Four Modes of Horoscopic Interpretation
I. The Aphoristic Mode
A. Example: “If . . . [Saturn and Jupiter] . . . both are in aspect to the ascendant, this indicates infinite riches and great good fortune, especially if one of the two is also in aspect to the waxing moon.” (Firmicus Maternus, Mathesis VI.iii.2)
B. Most Hellenistic astrological manuals are collections of such aphorisms.
C. Developed from Babylonian omen texts.
II. The Descriptive Mode
A. Example: [Mercury in Pisces]: “the party Stutters, or is very slow of speech, of small Stature, pale Visage, sickly, careless; much Hair everywhere on his body, given to mirth, dancing, drunkenness.” (William Thrasher, Jubar Astrologicum, 1671, p. 53).
B. Common in Hellenistic and later sources.
III. The Arithmetic Mode
A. Planetary strengths (dignities and debilities) are analyzed using a point-system.
B. Developed by the Arabs, used by Renaissance-period European astrologers during the Renaissance.
IV. The Narrative Mode
A. The details of the horoscope are allowed to generate a kind of story.
B. Example: “In . . . [the last 20º of Taurus, Saturn] . . . is an old man with feeble members, a ruined body, worn-out, sapped of strength, and wailing aloud about his misfortune,” (Albohazen Haly filii Abenragel libri de iudiciis astrorum, I.4).
C. Components of the Narrative Mode
1. Personification of the Planets
2. Characterization of Planetary Relationships.
3. Description of Zodiacal Places, e.g. Scorpio: “Gardens, Orchards,
Vineyards, Ruinous Houses neer Waters; muddy, moorish Grounds, stinking Lakes, Quagmires, Sinks, the Kitchen or Larder, Wash-house” (William Lilly, Christian Astrology, 1647, p. 97).

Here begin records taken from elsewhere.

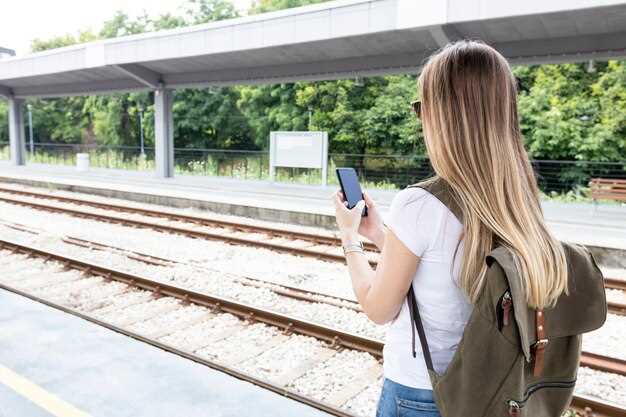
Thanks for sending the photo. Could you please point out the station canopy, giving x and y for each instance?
(331, 40)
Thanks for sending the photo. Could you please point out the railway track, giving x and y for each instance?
(281, 240)
(333, 340)
(296, 242)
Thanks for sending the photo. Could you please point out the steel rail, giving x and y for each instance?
(334, 337)
(588, 359)
(181, 230)
(280, 289)
(599, 408)
(263, 383)
(615, 283)
(269, 230)
(614, 307)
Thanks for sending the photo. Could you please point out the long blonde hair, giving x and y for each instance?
(473, 139)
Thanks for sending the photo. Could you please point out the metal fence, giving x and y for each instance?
(4, 150)
(385, 171)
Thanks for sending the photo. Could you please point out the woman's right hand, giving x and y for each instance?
(372, 226)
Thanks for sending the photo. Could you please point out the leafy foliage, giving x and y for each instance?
(567, 112)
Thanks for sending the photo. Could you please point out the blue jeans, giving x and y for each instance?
(397, 400)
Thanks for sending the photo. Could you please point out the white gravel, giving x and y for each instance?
(255, 348)
(249, 342)
(204, 333)
(306, 273)
(608, 340)
(214, 283)
(611, 387)
(170, 320)
(331, 376)
(365, 403)
(278, 362)
(616, 296)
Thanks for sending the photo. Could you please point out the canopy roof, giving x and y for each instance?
(332, 40)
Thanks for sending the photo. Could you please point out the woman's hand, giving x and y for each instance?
(351, 223)
(372, 226)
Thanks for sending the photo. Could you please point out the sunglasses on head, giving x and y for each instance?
(416, 106)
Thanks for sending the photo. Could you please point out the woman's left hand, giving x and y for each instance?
(348, 220)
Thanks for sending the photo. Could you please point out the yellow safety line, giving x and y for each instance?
(44, 399)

D. Any horoscope could easily generate many pages of narrative material!
E. The Narrative Mode enables the astrologer to clearly visualize and
understand all sorts of astrological relationships and combinations.
F. Found in mediaeval and Renaissance texts (11th-17th centuries).
Geoffrey Chaucer’s astrological poem, “Complaint of Mars” (circa 1385), is a notable example.